Nur mal ein Vergleich (TNT-Äquivalent):
Tschernobyl: < 200 Tonnen
Nagasaki 1945: 32.000 Tonnen
Größte, bei oberirdischen Atomtests gezündete Bombe 1961: 50.000.000 Tonnen
Also das ist ja wohl absoluter Mumpitz. Was hat die Sprengwirkung mit der Verseuchung durch Radionukide zu tun? Nichts, jedenfalls keinen direkten, sondern nur einen ungekehrten.
Der Unterschied zwischen der Stromerzeugung und einer Bombe ist der, daß es bei der ersten um eine kontrollierte Kettenraktion handelt und beim zweiten um ein exponentielles Wachstum der Kettenreaktion. Nur so kommt ja die Sprengwirkung zustande. Der Kernbrennstoff wird in Sekundenbruchteilen aufgespalten. Da bleibt von den Radionukliden am Ende nicht viel übrig. Im Kernkraftwerk wird die Kettenreaktion konstant gehalten. Der Brennstoff reicht aus, um jahrelang Strom zu erzeugen.
Das bedeutet, daß bei einem Containmentbruch in einem Kernkraftwerk eine große Menge an Radionukliden freigesetzt wird. Das ist wie gesagt nach einer Atombombenexplosion nicht der Fall. Deshalb sind Hiroshima und Nagasaki ja auch gleich wieder bewohnbar gewesen und Tschernobyl wird es auf Jahrzehnte nicht sein. Die große Strahlungswirkung besteht bei der Bombe nur direkt bei der Explosion. Wer später in das Gebiet zieht, muß nicht mit Schäden rechnen.
Wenn man die Größenordnung vergleicht, dann reden wir bei der Hiroshima-Bombe vom 64 Kilogramm Uran als Kernbrennstoff, der weitgehenend aufgespalten wurde.
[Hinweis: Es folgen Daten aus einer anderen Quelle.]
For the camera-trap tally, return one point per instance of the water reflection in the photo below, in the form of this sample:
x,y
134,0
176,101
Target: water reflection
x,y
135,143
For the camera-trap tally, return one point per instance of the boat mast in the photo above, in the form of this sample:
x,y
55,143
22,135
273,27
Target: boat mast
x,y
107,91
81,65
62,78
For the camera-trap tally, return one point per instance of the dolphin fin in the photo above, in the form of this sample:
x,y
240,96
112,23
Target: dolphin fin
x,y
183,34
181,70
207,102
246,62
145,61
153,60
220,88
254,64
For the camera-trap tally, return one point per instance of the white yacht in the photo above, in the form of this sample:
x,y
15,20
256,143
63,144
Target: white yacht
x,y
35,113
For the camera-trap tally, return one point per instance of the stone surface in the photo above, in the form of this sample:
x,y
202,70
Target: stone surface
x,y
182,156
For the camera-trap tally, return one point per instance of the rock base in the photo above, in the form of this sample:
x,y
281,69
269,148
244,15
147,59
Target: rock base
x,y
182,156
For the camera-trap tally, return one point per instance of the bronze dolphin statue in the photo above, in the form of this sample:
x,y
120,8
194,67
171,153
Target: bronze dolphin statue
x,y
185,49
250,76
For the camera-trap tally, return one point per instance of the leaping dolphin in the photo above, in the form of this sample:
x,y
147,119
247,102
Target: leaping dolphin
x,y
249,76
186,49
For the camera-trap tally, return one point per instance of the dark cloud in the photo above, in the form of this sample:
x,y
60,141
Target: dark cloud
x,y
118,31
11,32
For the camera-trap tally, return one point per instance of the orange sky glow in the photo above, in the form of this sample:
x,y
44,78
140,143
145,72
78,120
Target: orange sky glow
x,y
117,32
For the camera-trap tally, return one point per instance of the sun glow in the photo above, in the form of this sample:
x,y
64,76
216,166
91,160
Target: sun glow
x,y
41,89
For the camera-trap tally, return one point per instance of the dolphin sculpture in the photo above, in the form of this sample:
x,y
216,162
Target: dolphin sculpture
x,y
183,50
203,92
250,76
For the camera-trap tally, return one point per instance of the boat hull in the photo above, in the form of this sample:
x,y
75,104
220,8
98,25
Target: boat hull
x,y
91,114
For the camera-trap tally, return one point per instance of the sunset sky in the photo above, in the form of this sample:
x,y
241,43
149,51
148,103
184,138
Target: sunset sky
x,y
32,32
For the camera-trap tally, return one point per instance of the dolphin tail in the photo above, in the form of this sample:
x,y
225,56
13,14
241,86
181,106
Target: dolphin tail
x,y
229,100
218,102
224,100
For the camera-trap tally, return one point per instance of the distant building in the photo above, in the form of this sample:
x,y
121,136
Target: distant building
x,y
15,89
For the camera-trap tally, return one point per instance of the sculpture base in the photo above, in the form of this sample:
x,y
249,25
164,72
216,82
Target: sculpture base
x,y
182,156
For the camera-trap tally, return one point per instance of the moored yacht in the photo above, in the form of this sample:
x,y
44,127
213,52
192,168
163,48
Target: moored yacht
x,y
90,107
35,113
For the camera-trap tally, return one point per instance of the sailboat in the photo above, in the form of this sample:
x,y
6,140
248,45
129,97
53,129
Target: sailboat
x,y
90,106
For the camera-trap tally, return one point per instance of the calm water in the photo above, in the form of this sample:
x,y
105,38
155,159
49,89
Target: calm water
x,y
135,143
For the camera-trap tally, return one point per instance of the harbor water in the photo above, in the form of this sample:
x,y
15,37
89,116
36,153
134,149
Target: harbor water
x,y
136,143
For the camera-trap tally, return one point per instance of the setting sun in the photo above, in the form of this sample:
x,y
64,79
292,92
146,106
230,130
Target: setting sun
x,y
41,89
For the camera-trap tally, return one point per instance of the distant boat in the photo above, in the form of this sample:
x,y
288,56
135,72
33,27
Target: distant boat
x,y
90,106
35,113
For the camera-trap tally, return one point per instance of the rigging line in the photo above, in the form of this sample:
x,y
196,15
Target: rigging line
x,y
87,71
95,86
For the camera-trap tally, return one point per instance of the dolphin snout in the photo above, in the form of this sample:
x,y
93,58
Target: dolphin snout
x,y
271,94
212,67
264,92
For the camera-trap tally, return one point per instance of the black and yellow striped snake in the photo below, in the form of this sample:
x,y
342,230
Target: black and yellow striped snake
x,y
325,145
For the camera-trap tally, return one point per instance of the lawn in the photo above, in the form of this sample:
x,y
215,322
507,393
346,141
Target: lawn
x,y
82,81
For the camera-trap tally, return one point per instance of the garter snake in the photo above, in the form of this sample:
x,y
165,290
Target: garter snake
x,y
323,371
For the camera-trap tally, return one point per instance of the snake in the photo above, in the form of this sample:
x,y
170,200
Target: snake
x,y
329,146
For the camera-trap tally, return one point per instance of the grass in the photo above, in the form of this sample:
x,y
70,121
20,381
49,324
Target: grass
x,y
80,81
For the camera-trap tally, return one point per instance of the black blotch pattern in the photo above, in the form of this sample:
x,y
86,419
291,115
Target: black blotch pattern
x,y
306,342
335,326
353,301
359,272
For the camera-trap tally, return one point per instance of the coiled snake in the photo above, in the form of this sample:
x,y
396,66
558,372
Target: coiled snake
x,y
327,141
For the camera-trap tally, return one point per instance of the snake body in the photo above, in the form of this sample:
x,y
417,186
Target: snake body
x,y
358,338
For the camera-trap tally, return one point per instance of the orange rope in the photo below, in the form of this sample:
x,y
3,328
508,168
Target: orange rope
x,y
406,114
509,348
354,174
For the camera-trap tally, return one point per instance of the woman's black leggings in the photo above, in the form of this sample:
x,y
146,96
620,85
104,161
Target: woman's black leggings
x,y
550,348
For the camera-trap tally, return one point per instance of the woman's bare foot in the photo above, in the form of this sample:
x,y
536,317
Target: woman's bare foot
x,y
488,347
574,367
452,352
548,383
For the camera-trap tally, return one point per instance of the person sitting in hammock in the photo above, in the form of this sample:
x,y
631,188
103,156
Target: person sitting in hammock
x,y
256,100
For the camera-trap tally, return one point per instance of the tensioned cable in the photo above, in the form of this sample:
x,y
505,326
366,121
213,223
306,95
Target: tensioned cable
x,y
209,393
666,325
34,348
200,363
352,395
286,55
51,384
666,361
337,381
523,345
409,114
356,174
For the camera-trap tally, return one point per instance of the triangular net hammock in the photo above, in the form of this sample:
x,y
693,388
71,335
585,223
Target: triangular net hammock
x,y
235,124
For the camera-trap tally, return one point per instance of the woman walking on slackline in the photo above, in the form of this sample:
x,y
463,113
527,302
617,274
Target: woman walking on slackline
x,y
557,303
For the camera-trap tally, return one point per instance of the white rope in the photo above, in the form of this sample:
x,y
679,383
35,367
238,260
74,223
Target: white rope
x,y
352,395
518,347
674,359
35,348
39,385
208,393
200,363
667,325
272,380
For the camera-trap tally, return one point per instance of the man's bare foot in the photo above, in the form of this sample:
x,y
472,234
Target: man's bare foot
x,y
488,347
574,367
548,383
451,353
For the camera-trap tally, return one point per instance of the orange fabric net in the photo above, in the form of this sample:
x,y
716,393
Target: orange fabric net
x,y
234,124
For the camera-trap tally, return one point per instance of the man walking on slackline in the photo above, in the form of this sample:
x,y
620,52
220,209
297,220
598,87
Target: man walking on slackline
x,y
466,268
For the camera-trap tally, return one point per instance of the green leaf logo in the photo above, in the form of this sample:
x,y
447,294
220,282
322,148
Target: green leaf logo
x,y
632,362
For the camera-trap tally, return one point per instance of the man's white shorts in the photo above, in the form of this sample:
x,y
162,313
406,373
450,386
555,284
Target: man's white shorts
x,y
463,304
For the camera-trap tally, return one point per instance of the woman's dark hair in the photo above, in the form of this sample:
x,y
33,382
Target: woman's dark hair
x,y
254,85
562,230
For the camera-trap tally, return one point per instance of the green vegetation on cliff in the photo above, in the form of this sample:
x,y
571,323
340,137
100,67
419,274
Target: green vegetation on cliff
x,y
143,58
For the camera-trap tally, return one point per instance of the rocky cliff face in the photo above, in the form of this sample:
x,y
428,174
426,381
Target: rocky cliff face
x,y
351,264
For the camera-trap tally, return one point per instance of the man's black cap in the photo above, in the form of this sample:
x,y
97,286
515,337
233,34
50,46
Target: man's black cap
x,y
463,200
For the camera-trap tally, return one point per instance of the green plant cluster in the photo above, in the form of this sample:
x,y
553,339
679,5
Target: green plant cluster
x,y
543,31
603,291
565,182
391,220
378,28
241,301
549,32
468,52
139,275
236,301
Die Nagasaki-Bombe hatte 6 Kilogramm Plutonium als Brennstoff, der allerdings bei weitem nicht aufgespalten wurde, weil die Bombe nahezu ein Blindgänger war (trotz der großen Sprengwirkung). Im Gegensatz zur Uranbombe konnte man die Plutionumbombe vorher nicht testen, weil man bis August 1945 nur eben diese 6 Kilogramm Plutonium hatte. Ein Kernkraftwerk hat ungefähr 60 Tonnen Kernbrennstoff. Ich habe nicht die Zahlen für Tschernobyl, aber in dieser Größenordung wird sich das auch bewegt haben. Und das wurde bei der Explosion komplett in die Luft geblasen.
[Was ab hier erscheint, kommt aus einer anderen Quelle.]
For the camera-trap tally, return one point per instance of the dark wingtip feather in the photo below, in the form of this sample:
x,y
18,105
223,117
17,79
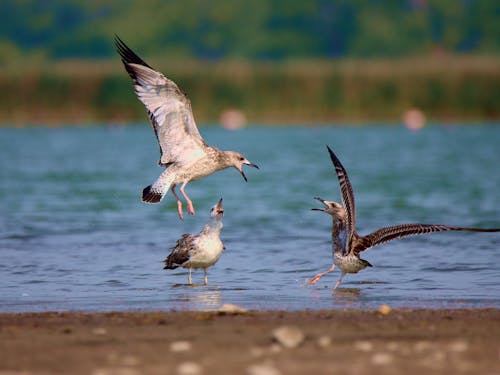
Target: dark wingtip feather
x,y
150,196
334,157
127,55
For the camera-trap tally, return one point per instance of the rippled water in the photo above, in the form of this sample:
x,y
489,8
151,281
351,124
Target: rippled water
x,y
75,236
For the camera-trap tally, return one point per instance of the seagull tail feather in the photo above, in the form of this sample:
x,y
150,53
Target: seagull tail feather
x,y
154,193
151,196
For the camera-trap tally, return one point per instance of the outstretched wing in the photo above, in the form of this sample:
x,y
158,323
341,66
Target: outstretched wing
x,y
347,196
181,252
405,230
168,108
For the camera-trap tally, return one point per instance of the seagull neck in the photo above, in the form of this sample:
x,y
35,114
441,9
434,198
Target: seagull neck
x,y
213,226
339,235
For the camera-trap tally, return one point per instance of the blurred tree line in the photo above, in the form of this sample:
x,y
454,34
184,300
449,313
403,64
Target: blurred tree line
x,y
256,30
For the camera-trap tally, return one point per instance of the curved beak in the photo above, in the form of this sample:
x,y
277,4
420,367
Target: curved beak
x,y
246,162
219,208
322,201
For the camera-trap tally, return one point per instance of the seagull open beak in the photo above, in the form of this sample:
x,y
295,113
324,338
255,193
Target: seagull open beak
x,y
219,209
322,201
246,162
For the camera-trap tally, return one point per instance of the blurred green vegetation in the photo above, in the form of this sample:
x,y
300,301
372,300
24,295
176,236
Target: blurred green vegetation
x,y
445,89
277,61
261,29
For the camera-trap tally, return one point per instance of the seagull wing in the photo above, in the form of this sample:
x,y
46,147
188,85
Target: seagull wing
x,y
181,252
405,230
347,196
168,108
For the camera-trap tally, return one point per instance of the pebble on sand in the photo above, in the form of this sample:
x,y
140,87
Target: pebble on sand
x,y
99,331
180,346
288,336
324,341
189,368
382,358
363,346
264,369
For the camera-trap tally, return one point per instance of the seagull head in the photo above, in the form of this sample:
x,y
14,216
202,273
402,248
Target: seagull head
x,y
217,211
237,161
332,208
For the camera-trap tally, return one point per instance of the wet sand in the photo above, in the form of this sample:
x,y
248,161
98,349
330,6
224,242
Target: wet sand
x,y
343,342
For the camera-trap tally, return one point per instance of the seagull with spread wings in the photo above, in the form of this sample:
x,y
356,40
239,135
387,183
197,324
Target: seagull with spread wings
x,y
184,153
347,244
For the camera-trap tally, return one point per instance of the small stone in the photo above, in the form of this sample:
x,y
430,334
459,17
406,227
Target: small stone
x,y
115,371
382,359
99,331
324,341
288,336
363,346
422,346
264,369
229,308
189,368
130,360
180,346
275,348
393,346
384,309
458,346
256,351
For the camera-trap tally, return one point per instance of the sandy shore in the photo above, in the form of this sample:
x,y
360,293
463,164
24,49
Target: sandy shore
x,y
344,342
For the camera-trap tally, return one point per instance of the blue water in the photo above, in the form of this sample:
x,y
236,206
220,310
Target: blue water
x,y
75,236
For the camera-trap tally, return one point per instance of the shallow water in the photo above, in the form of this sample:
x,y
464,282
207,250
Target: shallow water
x,y
75,236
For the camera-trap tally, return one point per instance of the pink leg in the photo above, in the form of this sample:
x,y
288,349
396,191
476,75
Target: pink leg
x,y
315,279
338,281
179,203
188,201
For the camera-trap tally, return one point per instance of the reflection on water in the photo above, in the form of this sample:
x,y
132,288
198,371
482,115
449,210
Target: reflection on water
x,y
201,297
75,236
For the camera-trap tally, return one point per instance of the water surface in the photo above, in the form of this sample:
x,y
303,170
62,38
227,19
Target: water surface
x,y
75,236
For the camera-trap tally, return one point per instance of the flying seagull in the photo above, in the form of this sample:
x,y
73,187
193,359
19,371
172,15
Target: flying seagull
x,y
199,251
347,244
183,152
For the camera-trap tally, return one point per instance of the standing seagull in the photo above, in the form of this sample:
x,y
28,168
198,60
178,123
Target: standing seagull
x,y
199,251
183,151
347,244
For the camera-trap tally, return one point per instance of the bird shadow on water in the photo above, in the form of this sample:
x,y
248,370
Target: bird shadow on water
x,y
186,285
195,298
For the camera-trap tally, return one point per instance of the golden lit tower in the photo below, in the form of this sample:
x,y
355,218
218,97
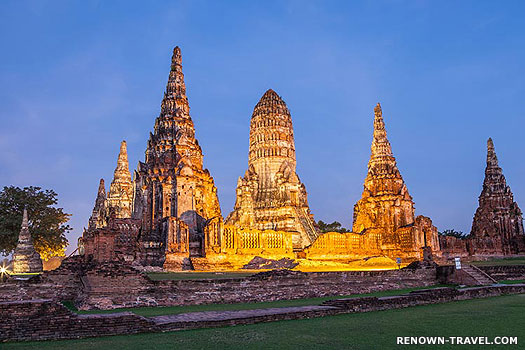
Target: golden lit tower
x,y
271,195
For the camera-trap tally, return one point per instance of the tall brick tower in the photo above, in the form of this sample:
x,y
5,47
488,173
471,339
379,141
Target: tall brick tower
x,y
271,195
385,212
175,196
497,227
119,200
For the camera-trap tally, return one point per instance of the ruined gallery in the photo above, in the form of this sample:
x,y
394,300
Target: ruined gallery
x,y
168,215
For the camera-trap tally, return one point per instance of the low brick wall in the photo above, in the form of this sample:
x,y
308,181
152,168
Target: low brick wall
x,y
106,289
112,285
505,272
423,297
46,319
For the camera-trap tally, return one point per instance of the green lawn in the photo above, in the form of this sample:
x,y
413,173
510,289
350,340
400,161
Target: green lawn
x,y
170,310
499,262
158,276
499,316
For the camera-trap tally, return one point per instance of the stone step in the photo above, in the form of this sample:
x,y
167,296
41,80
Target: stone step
x,y
229,318
478,275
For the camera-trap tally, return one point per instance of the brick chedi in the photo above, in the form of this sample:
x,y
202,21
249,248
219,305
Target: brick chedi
x,y
119,200
497,228
26,259
271,195
175,197
112,234
385,212
98,215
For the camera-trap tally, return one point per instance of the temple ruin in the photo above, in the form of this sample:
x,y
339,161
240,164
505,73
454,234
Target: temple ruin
x,y
271,196
169,216
26,259
384,215
497,227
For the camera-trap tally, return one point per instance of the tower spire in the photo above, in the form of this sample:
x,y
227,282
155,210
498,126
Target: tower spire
x,y
122,170
121,188
175,101
380,144
492,159
25,224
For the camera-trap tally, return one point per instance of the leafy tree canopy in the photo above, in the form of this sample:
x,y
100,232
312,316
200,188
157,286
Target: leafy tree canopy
x,y
47,224
453,233
333,227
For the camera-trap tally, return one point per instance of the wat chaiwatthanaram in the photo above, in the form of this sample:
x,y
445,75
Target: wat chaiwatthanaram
x,y
165,213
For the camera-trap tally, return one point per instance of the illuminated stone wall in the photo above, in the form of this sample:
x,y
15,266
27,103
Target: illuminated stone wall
x,y
256,242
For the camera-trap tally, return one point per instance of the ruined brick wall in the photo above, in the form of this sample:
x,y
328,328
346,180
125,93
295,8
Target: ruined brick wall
x,y
46,319
508,272
112,291
63,283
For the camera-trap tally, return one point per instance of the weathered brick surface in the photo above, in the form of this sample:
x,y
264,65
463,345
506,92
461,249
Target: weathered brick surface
x,y
46,319
506,272
111,290
112,285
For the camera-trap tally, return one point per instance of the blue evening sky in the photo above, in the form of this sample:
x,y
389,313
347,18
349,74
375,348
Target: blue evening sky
x,y
77,77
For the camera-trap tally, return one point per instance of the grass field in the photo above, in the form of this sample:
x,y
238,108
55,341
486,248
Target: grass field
x,y
499,316
170,310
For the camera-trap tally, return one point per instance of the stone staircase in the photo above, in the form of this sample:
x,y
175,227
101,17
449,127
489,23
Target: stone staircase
x,y
478,275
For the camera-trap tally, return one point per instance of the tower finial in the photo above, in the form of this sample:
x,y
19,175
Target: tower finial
x,y
25,221
380,144
102,188
176,59
377,110
492,159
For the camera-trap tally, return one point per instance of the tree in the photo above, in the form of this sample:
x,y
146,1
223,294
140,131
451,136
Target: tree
x,y
453,233
47,224
333,227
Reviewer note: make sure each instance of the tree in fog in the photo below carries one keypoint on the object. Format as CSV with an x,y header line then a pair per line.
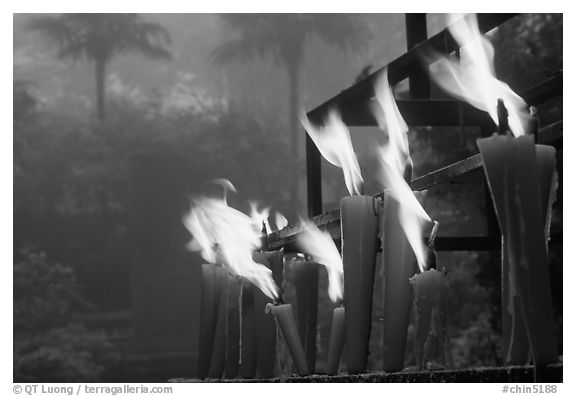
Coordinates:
x,y
99,38
284,37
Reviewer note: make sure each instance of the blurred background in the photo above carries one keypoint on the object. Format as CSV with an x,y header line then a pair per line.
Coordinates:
x,y
113,132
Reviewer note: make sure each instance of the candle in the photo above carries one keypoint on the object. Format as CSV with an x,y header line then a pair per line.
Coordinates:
x,y
399,265
218,360
336,344
208,316
520,177
359,224
430,302
265,324
284,316
247,367
233,303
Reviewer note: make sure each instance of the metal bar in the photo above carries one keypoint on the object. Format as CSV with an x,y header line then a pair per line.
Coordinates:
x,y
416,33
438,112
405,65
550,134
456,243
Diese Radionuklide wurden zumindest über Europa verteilt. Die Gefahr ist dann, daß Menschen diese Radionukide aufnehmen. Jod geht in die Schilddrüse, Cäsium in die Muskeln usw. - dort lagern sie sich ab und können dann, je nach Menge dann eben Krebs auslösen.
Es bleibt festzuhalten, daß ein Unfall in einem zivlen Kraftwerk in der Langzeitwirkung und was die Vertrahlung von Landstichen angeht, um Längen problematischer ist, als eine Bombe.